The new arraylist has a size capacity of 5 maximum.

So this seems to be pretty easy maybe I am just having a brainfart but here is my code, I keep getting nullpointer exception and I have NO IDEA WHY

        int l1ptr = 0;
        int l2ptr = 0;
        while(searchList.size() < 5 || (listOne.get(l1ptr) == null && listTwo.get(l2ptr) == null)){
            if(listOne.get(l1ptr) == null){
                searchList.add(listTwo.get(l2ptr).document);
                l2ptr++;
            }else{
                if(listTwo.get(l2ptr) == null){
                    searchList.add(listOne.get(l1ptr).document);
                    l1ptr++;
                }else{
                    if(listOne.get(l1ptr).frequency < listTwo.get(l2ptr).frequency){
                        searchList.add(listTwo.get(l2ptr).document);
                        l2ptr++;
                    }else{
                        if(listTwo.get(l2ptr).frequency < listOne.get(l1ptr).frequency){
                            searchList.add(listOne.get(l1ptr).document);
                            l1ptr++;
                        }else{
                            searchList.add(listOne.get(l1ptr).document);
                            l1ptr++;
                        }
                    }
                }
            }

SearchList is the new arraylist I want to return.

The two lists given are lists of objects, which store both a string(document) and number(frequency).

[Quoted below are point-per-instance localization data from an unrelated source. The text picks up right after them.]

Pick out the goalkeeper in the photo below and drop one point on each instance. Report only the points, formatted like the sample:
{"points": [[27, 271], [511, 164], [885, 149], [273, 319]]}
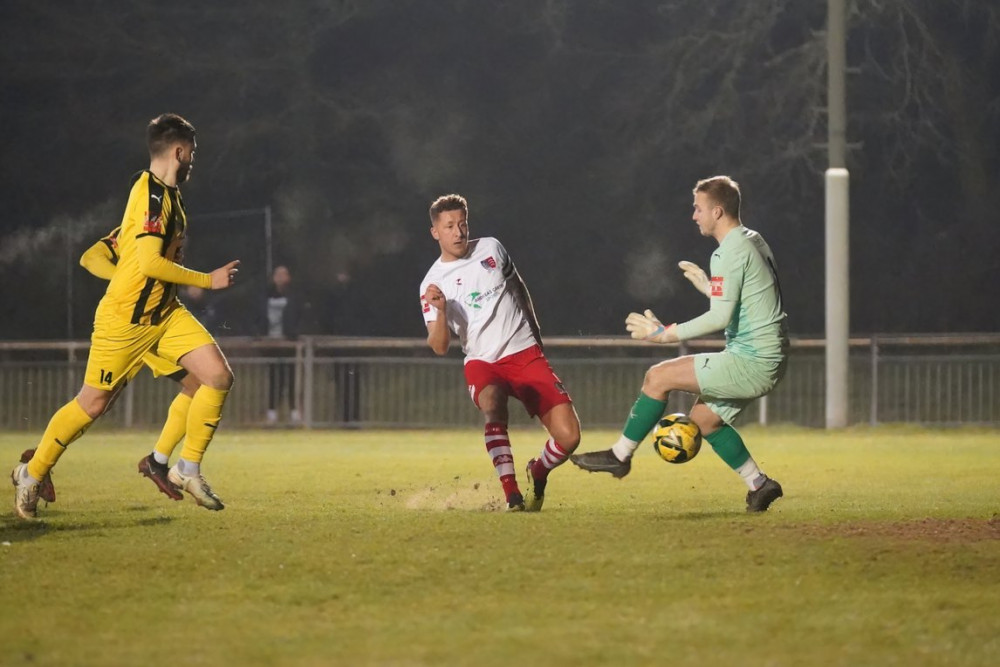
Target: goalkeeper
{"points": [[745, 300]]}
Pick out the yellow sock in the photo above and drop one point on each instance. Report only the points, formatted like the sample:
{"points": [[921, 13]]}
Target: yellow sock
{"points": [[67, 424], [203, 418], [176, 425]]}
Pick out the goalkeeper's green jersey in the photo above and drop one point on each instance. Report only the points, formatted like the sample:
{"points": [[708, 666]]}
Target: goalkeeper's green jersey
{"points": [[743, 271]]}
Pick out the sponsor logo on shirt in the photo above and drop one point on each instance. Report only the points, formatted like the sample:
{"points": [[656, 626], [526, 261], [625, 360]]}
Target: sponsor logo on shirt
{"points": [[716, 285], [476, 300]]}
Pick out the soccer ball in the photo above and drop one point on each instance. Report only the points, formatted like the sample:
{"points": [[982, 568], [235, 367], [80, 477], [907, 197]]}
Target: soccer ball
{"points": [[677, 439]]}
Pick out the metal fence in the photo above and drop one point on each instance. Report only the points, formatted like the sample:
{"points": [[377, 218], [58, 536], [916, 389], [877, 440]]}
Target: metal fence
{"points": [[342, 382]]}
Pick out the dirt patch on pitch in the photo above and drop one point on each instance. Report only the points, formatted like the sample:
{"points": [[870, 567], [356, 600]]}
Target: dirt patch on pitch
{"points": [[476, 496], [922, 530]]}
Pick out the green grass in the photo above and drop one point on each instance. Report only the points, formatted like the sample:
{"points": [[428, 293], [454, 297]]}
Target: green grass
{"points": [[386, 548]]}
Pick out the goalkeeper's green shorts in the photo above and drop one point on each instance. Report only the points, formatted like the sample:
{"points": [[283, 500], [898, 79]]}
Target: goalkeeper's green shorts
{"points": [[729, 382]]}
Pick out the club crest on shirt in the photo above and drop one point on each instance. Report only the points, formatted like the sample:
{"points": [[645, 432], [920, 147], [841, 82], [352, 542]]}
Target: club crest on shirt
{"points": [[716, 285], [153, 224]]}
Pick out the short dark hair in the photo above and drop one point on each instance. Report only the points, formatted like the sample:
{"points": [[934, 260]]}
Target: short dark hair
{"points": [[448, 203], [166, 130], [723, 191]]}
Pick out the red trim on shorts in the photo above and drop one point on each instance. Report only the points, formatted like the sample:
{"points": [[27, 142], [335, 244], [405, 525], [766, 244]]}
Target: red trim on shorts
{"points": [[525, 375]]}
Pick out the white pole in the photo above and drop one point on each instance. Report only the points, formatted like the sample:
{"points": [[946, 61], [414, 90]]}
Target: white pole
{"points": [[837, 296], [837, 217]]}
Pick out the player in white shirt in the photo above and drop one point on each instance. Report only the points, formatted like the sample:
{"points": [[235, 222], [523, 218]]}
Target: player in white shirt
{"points": [[474, 292]]}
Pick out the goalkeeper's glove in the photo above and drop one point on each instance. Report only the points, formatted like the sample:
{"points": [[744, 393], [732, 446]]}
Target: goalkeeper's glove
{"points": [[697, 277], [648, 327]]}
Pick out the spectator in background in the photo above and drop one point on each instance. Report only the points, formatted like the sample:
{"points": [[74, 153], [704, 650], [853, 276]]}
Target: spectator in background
{"points": [[283, 316]]}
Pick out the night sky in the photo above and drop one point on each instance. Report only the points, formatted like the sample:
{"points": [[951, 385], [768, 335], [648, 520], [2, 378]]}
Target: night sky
{"points": [[575, 128]]}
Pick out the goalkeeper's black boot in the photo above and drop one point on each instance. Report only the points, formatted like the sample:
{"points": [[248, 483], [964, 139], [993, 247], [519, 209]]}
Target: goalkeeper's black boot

Any help would be much appreciated.

Answer 1

If I understand correctly, you want to merge two sorted lists, up to maximum 5 elements. Consider this generalized logic:

• Repeat while searchList.size() < 5 and l1ptr is not at the end of the first list and l2ptr is not at the end of the second list

  • The loop will stop when either you have 5 elements, or reached the end of one of the lists

• Repeat while searchList.size() < 5 and l1ptr is not at the end of the first list

  • The loop will stop when either you have 5 elements, or reached the end of the first list
  • Note that if you have already reached the end of the first list in the first loop, then this loop will simply do nothing

• Repeat while searchList.size() < 5 and l2ptr is not at the end of the second list

  • The loop will stop when either you have 5 elements, or reached the end of the second list
  • Note that if you have already reached the end of the second list in the first loop, then this loop will simply do nothing

• At the end, you will have searchList with at most 5 elements, correctly ordered

Like this:

while (searchList.size() < 5 && l1ptr < listOne.size() && l2ptr < listTwo.size()) {
    if (listOne.get(l1ptr).frequency < listTwo.get(l2ptr).frequency) {
        searchList.add(listTwo.get(l2ptr).document);
        l2ptr++;
    } else {
        searchList.add(listOne.get(l1ptr).document);
        l1ptr++;
    }
}

while (searchList.size() < 5 && l1ptr < listOne.size()) {
    searchList.add(listOne.get(l1ptr).document);
    l1ptr++;
}

while (searchList.size() < 5 && l2ptr < listTwo.size()) {
    searchList.add(listTwo.get(l2ptr).document);
    l2ptr++;
}